Granted owning your own manufacturing facilities and employing all the workers needed to do the job may not be as cost effective compared to outsourcing the production. However in my opinion your taking a risk with your brand name when doing this. If your company is the one producing the product from the ground up. Your in control of quality and it’s easier to address problems when they arise. When your entrusting someone else with your brand name you risk having it tarnished. A good case in point would be the pet food companies mentioned above. They didn’t control the manufacturing process of their product. These companies had no real quality control over the product with their name on it. Not to mention that many consumers have now learned something they may not have known. That these products weren’t being produced at company owned facilities. The products that are marketed as having so much difference are being made at the same place.

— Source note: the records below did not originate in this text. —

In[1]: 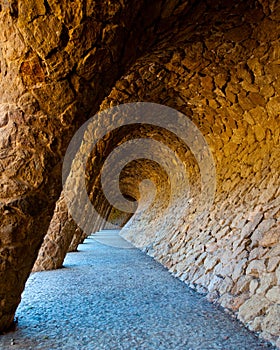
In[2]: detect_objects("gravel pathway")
[0,232,273,350]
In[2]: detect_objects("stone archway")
[0,0,280,342]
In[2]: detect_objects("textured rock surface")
[0,0,280,346]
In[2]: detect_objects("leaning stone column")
[33,194,77,272]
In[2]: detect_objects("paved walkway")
[0,232,272,350]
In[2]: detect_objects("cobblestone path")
[0,231,273,350]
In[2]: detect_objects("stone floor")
[0,231,273,350]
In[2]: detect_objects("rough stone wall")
[0,0,199,331]
[0,0,280,347]
[95,2,280,346]
[33,195,77,272]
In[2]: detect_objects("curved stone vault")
[0,0,280,347]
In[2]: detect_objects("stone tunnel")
[0,0,280,347]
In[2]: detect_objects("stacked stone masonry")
[0,0,280,348]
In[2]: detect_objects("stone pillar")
[0,0,176,331]
[33,195,77,272]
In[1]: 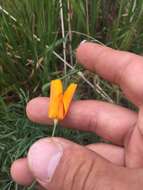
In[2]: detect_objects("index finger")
[76,42,143,106]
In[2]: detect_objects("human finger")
[26,97,137,144]
[10,158,34,186]
[76,42,143,106]
[28,138,143,190]
[86,143,125,166]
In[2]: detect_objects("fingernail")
[28,139,63,182]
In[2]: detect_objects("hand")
[11,43,143,190]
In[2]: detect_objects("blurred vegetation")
[0,0,143,190]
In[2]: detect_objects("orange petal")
[63,83,77,117]
[48,79,63,119]
[58,95,64,120]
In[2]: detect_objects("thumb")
[28,138,134,190]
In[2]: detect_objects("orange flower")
[48,79,77,120]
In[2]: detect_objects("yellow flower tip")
[48,79,77,120]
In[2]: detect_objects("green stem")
[52,119,58,137]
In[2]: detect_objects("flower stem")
[52,119,58,137]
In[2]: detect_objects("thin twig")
[67,0,73,65]
[0,5,114,103]
[59,0,67,74]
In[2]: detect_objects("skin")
[11,42,143,190]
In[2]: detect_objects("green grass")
[0,0,143,190]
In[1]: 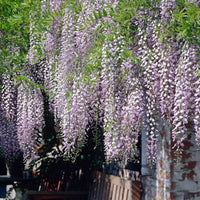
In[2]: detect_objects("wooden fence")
[88,172,141,200]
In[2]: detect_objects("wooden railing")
[27,172,141,200]
[88,172,141,200]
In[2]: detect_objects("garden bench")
[88,172,141,200]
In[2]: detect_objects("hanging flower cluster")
[17,82,44,160]
[36,0,199,162]
[2,0,200,163]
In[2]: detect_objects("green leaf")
[93,11,99,20]
[103,9,108,17]
[89,15,95,22]
[98,10,103,18]
[79,26,87,31]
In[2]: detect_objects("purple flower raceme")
[17,83,44,160]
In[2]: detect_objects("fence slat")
[89,172,141,200]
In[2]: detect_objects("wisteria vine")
[1,0,200,166]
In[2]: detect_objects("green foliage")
[0,0,40,71]
[165,0,200,45]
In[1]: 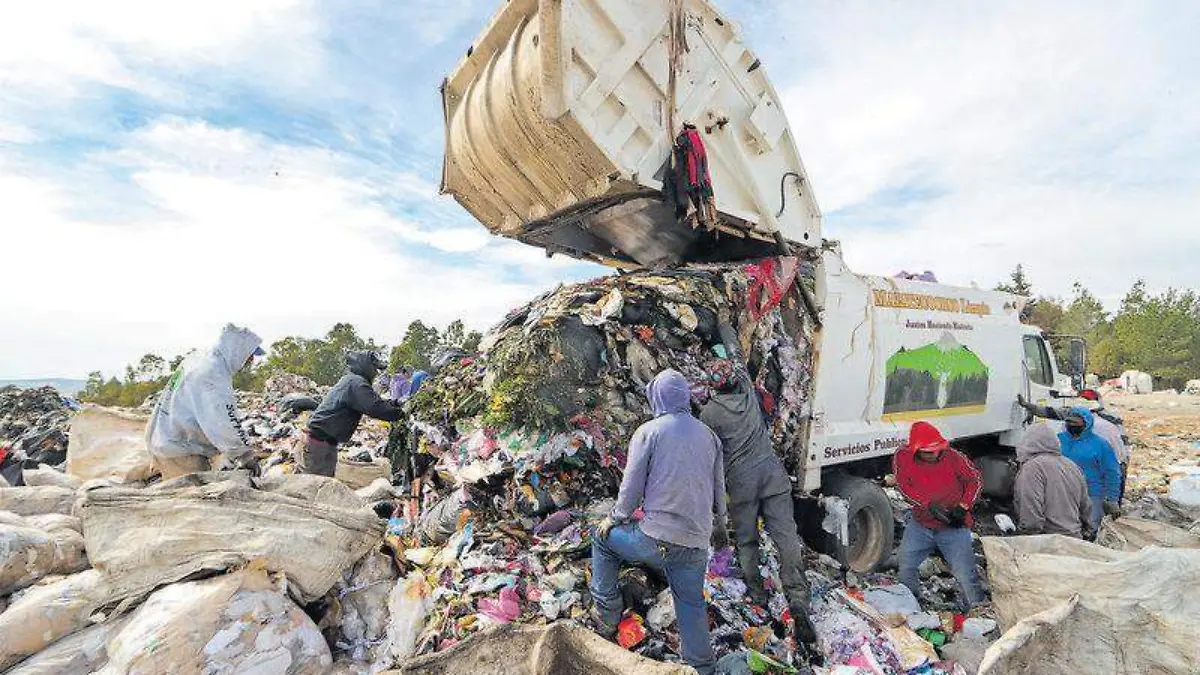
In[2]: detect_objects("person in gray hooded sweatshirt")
[1013,423,1092,538]
[590,370,726,675]
[146,323,263,480]
[304,352,404,477]
[700,359,816,643]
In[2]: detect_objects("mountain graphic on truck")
[883,333,988,422]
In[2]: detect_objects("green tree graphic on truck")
[883,333,988,422]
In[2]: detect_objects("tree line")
[79,321,482,407]
[996,265,1200,389]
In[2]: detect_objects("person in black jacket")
[304,352,404,477]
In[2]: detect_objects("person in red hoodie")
[893,422,984,609]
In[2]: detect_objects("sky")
[0,0,1200,378]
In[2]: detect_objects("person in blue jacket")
[1058,407,1121,531]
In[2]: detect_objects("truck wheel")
[822,474,895,573]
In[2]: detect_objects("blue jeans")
[590,522,716,675]
[900,516,984,609]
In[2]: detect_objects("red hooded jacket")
[892,422,983,530]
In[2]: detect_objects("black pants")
[296,436,337,478]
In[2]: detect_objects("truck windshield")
[1025,335,1054,387]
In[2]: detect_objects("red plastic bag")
[617,613,646,650]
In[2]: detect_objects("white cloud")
[768,2,1200,303]
[0,119,597,376]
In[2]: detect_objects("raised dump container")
[442,0,821,267]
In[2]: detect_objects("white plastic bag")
[0,569,112,670]
[100,569,334,675]
[67,406,155,483]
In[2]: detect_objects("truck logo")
[883,333,989,422]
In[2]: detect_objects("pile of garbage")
[0,387,72,478]
[379,258,811,661]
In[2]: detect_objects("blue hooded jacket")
[1058,407,1121,502]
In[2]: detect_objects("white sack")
[67,406,155,483]
[80,477,384,603]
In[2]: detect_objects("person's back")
[614,367,725,548]
[146,324,262,476]
[1013,424,1092,537]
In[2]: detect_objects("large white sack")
[79,477,384,603]
[100,569,334,675]
[24,466,83,490]
[67,406,155,483]
[0,485,76,515]
[336,551,400,663]
[0,569,112,670]
[6,620,125,675]
[0,516,88,596]
[983,534,1200,675]
[1096,518,1200,551]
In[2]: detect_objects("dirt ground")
[1104,392,1200,496]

In the end that may not hurt sales as much as it should. Maybe I’m not giving the average consumer enough credit. It could be that most people don’t really care. Is it the mentality of just give me something that looks nice and is cheap? Do not enough people care where their products are being made? Are the majority of people even aware that most toys, clothes and consumer electronics are made in a country that supposedly hates everything America says it stands for? A sworn enemy of our country is who we get the majority of our every day products from. We are all guilty of this. It would be almost impossible not to be nowadays. So once again I ask where is the true quality difference? Why is the American consumer not being made aware of the situation? It’s not fraud to represent that a product is different when it truly may not be? Especially when it is produced in the same factory as the competition it claims to be better than?
Product outsourcing has been going on for years. It won’t stop any time soon. If anything it will continue to grow. The last two cars my household owned have been a product of a mutual production agreement. Neither car as far as I’m aware was made at an actual General Motors plant. Both were made outside of the United States. These vehicles however have the Chevrolet ( Chevy ) name on them. Our old Metro was at one time called a Geo. I think the terms of the deal with GM stated that in the later part of the agreement the name would change. The Aveo we own now is a product of South Korea. As are many other consumer goods.
Apex is another example of a company that became very successful by selling consumer products manufactured not by them put placing their name on them. The company started basically as an importer. This is exactly how many companies are today. You no longer have traditional manufacturing companies. Most that claim to be making the product they sell aren’t.